I started experimenting with Cascading Stylesheet (CSS 🔍) and implementing semantic HTML; I learned a lot reading the Mozilla Developer Network documentation.
I built different views into site and the processes I use. You can see evidence in the human readable Site Map, what I’ve changed in my Changelog, or those posts tagged blogging engine.
Using Schema.org, I’ve added lots of microdata for my blog. I even poked around at running SPARQL queries against the relational graph you can generate from all of my blog posts. I use the Ruby RDF project for building and querying the graph.
All of this active play leads to further learning and skill development.
I Love the Blog-o-Sphere
Each amateur blogger contributes to the larger conversations. My favorite blogs are those written as a personal passion project. Most don’t have a schedule, but instead share their world.
I’ve made interesting and personal connections by sharing a bit about Emacs and Org Roam; Or writing up more about the Open Gaming License.

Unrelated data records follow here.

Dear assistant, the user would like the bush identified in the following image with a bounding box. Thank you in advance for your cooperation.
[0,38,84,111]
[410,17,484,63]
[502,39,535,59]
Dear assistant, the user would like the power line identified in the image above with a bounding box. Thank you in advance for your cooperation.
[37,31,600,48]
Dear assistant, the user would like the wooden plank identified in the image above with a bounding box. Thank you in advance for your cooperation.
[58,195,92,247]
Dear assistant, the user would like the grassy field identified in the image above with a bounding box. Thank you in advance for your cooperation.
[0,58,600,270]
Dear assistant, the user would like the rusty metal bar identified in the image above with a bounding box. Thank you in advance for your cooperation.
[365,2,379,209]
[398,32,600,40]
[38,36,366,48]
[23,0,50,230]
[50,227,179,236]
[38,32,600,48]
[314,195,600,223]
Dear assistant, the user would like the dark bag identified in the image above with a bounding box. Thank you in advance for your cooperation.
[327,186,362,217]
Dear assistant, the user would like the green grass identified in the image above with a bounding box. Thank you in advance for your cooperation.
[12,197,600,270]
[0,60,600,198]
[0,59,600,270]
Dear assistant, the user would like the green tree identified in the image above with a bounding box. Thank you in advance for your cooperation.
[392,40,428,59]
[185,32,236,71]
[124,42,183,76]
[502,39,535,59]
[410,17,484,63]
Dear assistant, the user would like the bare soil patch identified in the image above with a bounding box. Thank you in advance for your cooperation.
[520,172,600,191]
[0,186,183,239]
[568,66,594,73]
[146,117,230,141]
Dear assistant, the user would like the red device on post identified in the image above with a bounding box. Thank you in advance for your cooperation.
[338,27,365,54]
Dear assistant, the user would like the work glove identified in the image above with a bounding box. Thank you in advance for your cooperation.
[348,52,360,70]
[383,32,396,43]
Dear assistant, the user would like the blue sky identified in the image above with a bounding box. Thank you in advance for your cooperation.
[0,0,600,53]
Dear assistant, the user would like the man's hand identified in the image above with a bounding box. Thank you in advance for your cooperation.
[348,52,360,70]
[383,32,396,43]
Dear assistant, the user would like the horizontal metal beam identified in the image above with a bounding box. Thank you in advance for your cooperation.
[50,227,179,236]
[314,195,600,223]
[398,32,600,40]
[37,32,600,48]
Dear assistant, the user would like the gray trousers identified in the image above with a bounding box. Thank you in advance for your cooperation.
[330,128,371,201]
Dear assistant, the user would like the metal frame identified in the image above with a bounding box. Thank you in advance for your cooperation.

A handful of people have reached out to thank me for writing about Stars without Number: Revised Edition 🔍 character creation. A face to face friend of mine, whom I haven’t seen much lately nor spoken to all that much, pinged me saying “I wanted to look up the faction rules for SWN and your site was amongst the top ones.”
I also hold dear that this is my site. I don’t have a comment section. Instead, if you want to comment, contact me or write your own blog post and let me know about it. I wrote more about my Webmentions end-point here.
This means communication around my blog will likely move at a slower pace. And I like that.
I take the time to develop my idea and the words I share. If I get an email from someone, I respond and leave room for further conversation.
For those curious about an even deeper dive, I wrote more extensively about why I blog.
This blog started in the dying days of Google Reader and gained steam during Google+. As of , Take on Rules has been around for Google to introduce and then kill 100 consumer services. I’m waiting for the Blog-pocolypse when they kill Blogspot. That day looms on the horizon.
At the time, Google+ was the place for conversations about table top games.
I thought I’d miss Google+, but it and it’s adjacent sibling Facebook is not a conductive place for me to develop my ideas. Those platforms require that I craft my thoughts within their interface, that alone is enough for me to now steer clear. This is an extension of my post Own Your Tools.
I also love that each person’s blog design (graphic and informational) reflects a bit about them. I admire Alex Schroeder’s site as one of my favorite blogs and general resources.
And, importantly, most of those that blog invariably publish their posts via feeds; either Rich Site Summary (RSS 🔍) or Atom Syndication Format (Atom 🔍) feeds. And some are waiting for a suitable Saturday to settle in and hack out an RSS feed.
I use feed reader software to aggregate these blogs; Skipping the manipulating algorithms of gated news aggregators (e.g. Google News or whatever service they’re gearing up to kill, Apple News, Facebook news, etc). Blogging and publishing feeds are an act of defiance; And I can think of nothing better for my Take on Rules.
After ten years of blogging, my blog means a lot to me. Throughout its pages are memories of games shared around physical (and now virtual) tables.
This blogging project nurtures my curiosity. I’ve set it free and it’s let me hear my muses.